Cervical spine; lntradural; Multicentric; Myxoid liposarcoma; Metastasis
Soft tissue sarcomas are heterogeneous tumors that are difficult to treat. Up to 50 percent of patients develop metastatic disease and require systemic chemotherapy. Ifosfamide and doxorubicin are the two most active agents.
A 33-year-old Caucasian woman presented to our facility with a metastatic myxoid liposarcoma. Our patient was initially treated with surgery and radiation therapy, but experienced three recurrences during a six-year period, the first and the last occurring while our patient was pregnant. The first recurrence, which occurred two years after diagnosis and was localized in the left cervical and right axillary region, was treated with surgery followed by chemotherapy. Molecular analysis of this tumor showed a t(12,16) + translocation resulting in a FUS-DDIT3 or EWSR1-DDIT3 fusion. Three years later our patient experienced a second recurrence in the left supraclavicular fossa, upper thoracic and anterior mediastinum, which was treated with surgery alone.
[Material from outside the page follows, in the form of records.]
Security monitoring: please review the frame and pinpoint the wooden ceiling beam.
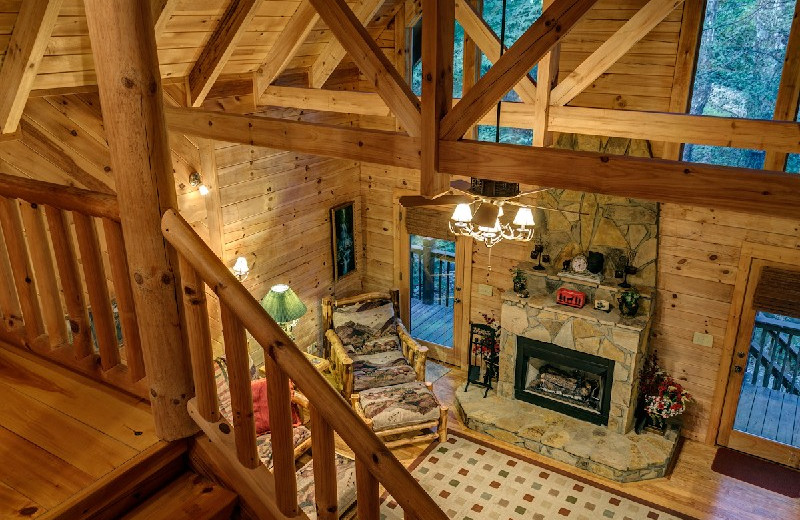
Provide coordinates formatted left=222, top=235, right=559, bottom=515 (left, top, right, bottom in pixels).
left=165, top=108, right=800, bottom=219
left=151, top=0, right=178, bottom=39
left=253, top=0, right=324, bottom=99
left=308, top=0, right=385, bottom=88
left=164, top=106, right=420, bottom=168
left=259, top=85, right=392, bottom=117
left=217, top=81, right=800, bottom=154
left=439, top=141, right=800, bottom=219
left=420, top=0, right=456, bottom=197
left=311, top=0, right=421, bottom=137
left=440, top=0, right=597, bottom=140
left=552, top=103, right=800, bottom=153
left=0, top=0, right=62, bottom=134
left=186, top=0, right=261, bottom=107
left=550, top=0, right=683, bottom=106
left=533, top=0, right=561, bottom=146
left=764, top=2, right=800, bottom=171
left=456, top=0, right=536, bottom=105
left=661, top=0, right=706, bottom=161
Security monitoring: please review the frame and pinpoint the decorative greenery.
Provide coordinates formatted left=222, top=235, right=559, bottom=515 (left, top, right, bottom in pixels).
left=645, top=375, right=692, bottom=419
left=619, top=287, right=642, bottom=307
left=639, top=351, right=692, bottom=419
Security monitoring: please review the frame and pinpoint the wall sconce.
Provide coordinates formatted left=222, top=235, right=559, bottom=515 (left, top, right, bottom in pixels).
left=231, top=256, right=250, bottom=282
left=189, top=172, right=209, bottom=197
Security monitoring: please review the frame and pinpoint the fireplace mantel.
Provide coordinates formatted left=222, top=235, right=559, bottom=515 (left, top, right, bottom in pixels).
left=498, top=292, right=651, bottom=433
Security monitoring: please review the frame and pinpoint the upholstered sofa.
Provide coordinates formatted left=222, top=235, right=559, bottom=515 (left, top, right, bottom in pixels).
left=322, top=289, right=428, bottom=399
left=214, top=358, right=356, bottom=520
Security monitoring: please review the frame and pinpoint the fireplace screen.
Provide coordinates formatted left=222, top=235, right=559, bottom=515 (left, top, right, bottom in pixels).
left=515, top=337, right=614, bottom=424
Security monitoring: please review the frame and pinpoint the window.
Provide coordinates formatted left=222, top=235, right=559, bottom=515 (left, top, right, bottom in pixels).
left=411, top=19, right=464, bottom=98
left=683, top=0, right=795, bottom=168
left=481, top=0, right=542, bottom=102
left=410, top=0, right=542, bottom=146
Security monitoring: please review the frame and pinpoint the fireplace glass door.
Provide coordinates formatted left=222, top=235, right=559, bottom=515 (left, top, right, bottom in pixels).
left=515, top=338, right=614, bottom=424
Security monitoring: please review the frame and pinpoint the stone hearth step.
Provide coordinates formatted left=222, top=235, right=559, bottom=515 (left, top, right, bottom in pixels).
left=456, top=386, right=679, bottom=482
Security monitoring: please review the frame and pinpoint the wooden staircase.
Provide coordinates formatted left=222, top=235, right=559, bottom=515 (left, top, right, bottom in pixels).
left=122, top=471, right=238, bottom=520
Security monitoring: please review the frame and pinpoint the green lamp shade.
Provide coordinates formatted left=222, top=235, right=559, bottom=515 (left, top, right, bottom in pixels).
left=261, top=284, right=308, bottom=323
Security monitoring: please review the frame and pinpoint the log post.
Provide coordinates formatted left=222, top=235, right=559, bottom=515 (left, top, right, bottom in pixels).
left=85, top=0, right=197, bottom=440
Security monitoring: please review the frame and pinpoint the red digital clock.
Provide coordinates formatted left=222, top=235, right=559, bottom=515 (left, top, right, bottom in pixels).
left=556, top=287, right=586, bottom=309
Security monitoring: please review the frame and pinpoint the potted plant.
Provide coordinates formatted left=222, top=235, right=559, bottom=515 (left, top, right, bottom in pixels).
left=617, top=287, right=642, bottom=317
left=513, top=267, right=528, bottom=298
left=645, top=374, right=692, bottom=435
left=635, top=352, right=692, bottom=435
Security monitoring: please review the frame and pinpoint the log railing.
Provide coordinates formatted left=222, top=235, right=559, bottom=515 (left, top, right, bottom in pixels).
left=747, top=313, right=800, bottom=395
left=411, top=242, right=456, bottom=307
left=162, top=211, right=446, bottom=520
left=0, top=174, right=147, bottom=397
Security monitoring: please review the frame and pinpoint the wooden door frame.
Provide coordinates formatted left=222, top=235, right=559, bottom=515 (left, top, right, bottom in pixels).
left=706, top=242, right=800, bottom=466
left=392, top=188, right=472, bottom=368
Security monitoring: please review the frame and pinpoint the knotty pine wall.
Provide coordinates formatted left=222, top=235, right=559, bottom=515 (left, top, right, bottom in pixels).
left=0, top=93, right=208, bottom=312
left=651, top=204, right=800, bottom=440
left=359, top=0, right=800, bottom=441
left=212, top=109, right=366, bottom=361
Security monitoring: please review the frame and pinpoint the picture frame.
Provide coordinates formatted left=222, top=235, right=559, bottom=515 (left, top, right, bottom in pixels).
left=331, top=201, right=357, bottom=282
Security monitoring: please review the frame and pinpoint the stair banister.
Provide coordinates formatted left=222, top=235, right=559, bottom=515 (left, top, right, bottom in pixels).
left=161, top=210, right=447, bottom=520
left=0, top=173, right=150, bottom=398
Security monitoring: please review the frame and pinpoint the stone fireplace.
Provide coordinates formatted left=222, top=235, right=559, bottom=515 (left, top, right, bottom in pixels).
left=514, top=336, right=614, bottom=426
left=504, top=284, right=650, bottom=433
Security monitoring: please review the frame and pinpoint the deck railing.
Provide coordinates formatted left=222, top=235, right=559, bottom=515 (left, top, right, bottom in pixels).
left=411, top=245, right=456, bottom=307
left=0, top=174, right=147, bottom=397
left=162, top=211, right=446, bottom=520
left=747, top=315, right=800, bottom=395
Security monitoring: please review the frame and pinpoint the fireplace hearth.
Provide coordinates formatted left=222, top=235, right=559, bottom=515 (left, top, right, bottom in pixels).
left=514, top=337, right=614, bottom=426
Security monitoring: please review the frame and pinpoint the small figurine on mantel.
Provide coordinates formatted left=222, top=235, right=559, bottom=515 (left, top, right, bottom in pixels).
left=558, top=251, right=604, bottom=283
left=617, top=287, right=642, bottom=318
left=513, top=267, right=530, bottom=298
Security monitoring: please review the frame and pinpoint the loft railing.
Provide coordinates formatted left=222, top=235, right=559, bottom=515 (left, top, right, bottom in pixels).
left=411, top=245, right=456, bottom=307
left=161, top=211, right=447, bottom=520
left=0, top=174, right=147, bottom=397
left=747, top=315, right=800, bottom=395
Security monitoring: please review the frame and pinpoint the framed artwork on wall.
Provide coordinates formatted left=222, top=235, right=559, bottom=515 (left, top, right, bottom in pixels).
left=331, top=201, right=356, bottom=281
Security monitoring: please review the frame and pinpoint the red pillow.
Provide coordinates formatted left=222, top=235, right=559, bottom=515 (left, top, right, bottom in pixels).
left=250, top=378, right=302, bottom=435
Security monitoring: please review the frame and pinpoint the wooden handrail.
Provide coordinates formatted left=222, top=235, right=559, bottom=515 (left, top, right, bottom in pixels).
left=161, top=210, right=447, bottom=520
left=0, top=173, right=119, bottom=222
left=0, top=173, right=151, bottom=399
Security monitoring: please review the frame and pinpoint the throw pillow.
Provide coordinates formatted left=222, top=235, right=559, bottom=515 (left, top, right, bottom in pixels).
left=333, top=300, right=397, bottom=350
left=250, top=378, right=302, bottom=435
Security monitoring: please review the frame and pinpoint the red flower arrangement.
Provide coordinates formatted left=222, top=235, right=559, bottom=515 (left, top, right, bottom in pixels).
left=639, top=352, right=692, bottom=419
left=645, top=374, right=692, bottom=419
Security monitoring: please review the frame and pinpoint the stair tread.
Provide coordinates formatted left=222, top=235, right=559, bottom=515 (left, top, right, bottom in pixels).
left=123, top=472, right=237, bottom=520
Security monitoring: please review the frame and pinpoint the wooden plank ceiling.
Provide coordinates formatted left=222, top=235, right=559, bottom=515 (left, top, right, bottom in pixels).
left=0, top=0, right=402, bottom=90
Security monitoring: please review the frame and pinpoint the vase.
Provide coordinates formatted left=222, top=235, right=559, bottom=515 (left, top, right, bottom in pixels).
left=617, top=298, right=639, bottom=317
left=644, top=415, right=667, bottom=437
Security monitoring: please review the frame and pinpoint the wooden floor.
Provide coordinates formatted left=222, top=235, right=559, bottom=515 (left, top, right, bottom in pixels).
left=733, top=383, right=800, bottom=448
left=411, top=298, right=453, bottom=347
left=360, top=369, right=800, bottom=520
left=0, top=344, right=159, bottom=519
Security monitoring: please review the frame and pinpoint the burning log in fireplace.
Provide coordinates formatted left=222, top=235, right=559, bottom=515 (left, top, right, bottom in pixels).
left=528, top=365, right=600, bottom=409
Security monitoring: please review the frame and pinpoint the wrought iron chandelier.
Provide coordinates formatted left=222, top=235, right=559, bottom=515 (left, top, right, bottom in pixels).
left=449, top=0, right=535, bottom=248
left=449, top=200, right=535, bottom=247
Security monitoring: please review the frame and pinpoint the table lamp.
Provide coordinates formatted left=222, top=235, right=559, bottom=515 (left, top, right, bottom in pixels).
left=261, top=284, right=308, bottom=339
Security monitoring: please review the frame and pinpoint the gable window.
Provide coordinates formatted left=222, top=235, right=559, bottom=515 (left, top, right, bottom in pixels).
left=683, top=0, right=795, bottom=168
left=409, top=0, right=542, bottom=146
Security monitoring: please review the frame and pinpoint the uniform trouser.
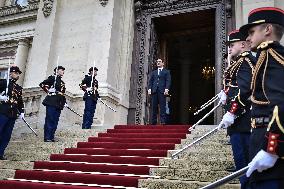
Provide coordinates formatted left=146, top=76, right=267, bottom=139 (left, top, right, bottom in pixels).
left=152, top=91, right=166, bottom=125
left=0, top=114, right=16, bottom=156
left=230, top=133, right=250, bottom=189
left=251, top=180, right=284, bottom=189
left=44, top=106, right=61, bottom=140
left=82, top=97, right=97, bottom=129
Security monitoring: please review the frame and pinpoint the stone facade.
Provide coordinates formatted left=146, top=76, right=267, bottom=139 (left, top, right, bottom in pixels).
left=0, top=0, right=284, bottom=132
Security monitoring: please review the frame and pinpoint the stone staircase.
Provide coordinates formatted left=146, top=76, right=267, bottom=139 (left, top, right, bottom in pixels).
left=0, top=126, right=240, bottom=189
left=139, top=125, right=240, bottom=189
left=0, top=125, right=107, bottom=180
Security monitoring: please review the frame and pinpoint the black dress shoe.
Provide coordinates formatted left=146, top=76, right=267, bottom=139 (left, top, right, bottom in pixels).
left=226, top=166, right=237, bottom=173
left=0, top=156, right=7, bottom=160
left=44, top=139, right=53, bottom=142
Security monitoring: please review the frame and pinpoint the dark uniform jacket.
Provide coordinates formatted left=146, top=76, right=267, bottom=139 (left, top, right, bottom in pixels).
left=148, top=68, right=171, bottom=93
left=250, top=41, right=284, bottom=182
left=225, top=52, right=255, bottom=135
left=0, top=79, right=24, bottom=118
left=39, top=75, right=66, bottom=110
left=79, top=75, right=100, bottom=100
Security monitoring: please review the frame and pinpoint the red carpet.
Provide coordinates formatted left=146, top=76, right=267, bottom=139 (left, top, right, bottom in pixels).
left=64, top=148, right=167, bottom=157
left=0, top=125, right=189, bottom=189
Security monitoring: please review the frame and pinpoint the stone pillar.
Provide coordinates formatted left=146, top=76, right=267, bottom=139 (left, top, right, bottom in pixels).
left=15, top=39, right=29, bottom=86
left=0, top=0, right=5, bottom=8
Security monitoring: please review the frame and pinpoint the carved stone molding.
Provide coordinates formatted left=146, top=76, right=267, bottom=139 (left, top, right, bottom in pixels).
left=132, top=0, right=226, bottom=124
left=99, top=0, right=108, bottom=7
left=42, top=0, right=54, bottom=17
left=0, top=0, right=39, bottom=17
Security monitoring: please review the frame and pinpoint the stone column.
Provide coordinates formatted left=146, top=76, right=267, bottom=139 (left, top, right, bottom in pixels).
left=0, top=0, right=5, bottom=8
left=15, top=39, right=29, bottom=86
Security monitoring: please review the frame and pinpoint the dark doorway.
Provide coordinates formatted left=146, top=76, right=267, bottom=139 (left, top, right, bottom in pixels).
left=154, top=9, right=215, bottom=124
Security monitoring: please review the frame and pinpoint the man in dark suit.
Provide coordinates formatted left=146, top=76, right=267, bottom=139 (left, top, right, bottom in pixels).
left=39, top=66, right=67, bottom=142
left=0, top=66, right=25, bottom=160
left=148, top=59, right=171, bottom=125
left=79, top=67, right=100, bottom=129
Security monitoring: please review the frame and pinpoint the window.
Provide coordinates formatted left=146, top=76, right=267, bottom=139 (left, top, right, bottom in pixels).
left=0, top=69, right=8, bottom=79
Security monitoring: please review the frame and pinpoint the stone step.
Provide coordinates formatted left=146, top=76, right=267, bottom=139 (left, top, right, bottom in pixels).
left=175, top=141, right=231, bottom=154
left=167, top=148, right=232, bottom=159
left=2, top=152, right=50, bottom=161
left=12, top=128, right=101, bottom=139
left=151, top=168, right=238, bottom=183
left=0, top=160, right=34, bottom=170
left=5, top=147, right=64, bottom=154
left=160, top=158, right=234, bottom=170
left=138, top=179, right=240, bottom=189
left=0, top=169, right=15, bottom=180
left=9, top=137, right=88, bottom=147
left=181, top=134, right=229, bottom=144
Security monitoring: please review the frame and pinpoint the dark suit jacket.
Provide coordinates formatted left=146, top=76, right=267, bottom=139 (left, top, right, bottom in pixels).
left=148, top=68, right=171, bottom=93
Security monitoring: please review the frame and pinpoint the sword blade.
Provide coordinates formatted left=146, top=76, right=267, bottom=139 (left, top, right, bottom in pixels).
left=98, top=98, right=116, bottom=112
left=172, top=126, right=219, bottom=159
left=200, top=166, right=249, bottom=189
left=189, top=101, right=221, bottom=131
left=22, top=118, right=38, bottom=136
left=66, top=106, right=83, bottom=117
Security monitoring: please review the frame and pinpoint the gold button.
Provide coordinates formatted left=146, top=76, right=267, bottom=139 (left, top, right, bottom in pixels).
left=271, top=135, right=276, bottom=140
Eight months later, during the second pregnancy, our patient experienced a third recurrence as a large cervical mass that was treated, upon pregnancy, with trabectedin (1.5mg/m2/24-hour continuous infusion) for a total of 12 cycles. At that time a computed tomography scan showed long-term partial response with excellent treatment tolerability.
This case report illustrates the potential therapeutic activity of trabectedin in patients with myxoid liposarcoma.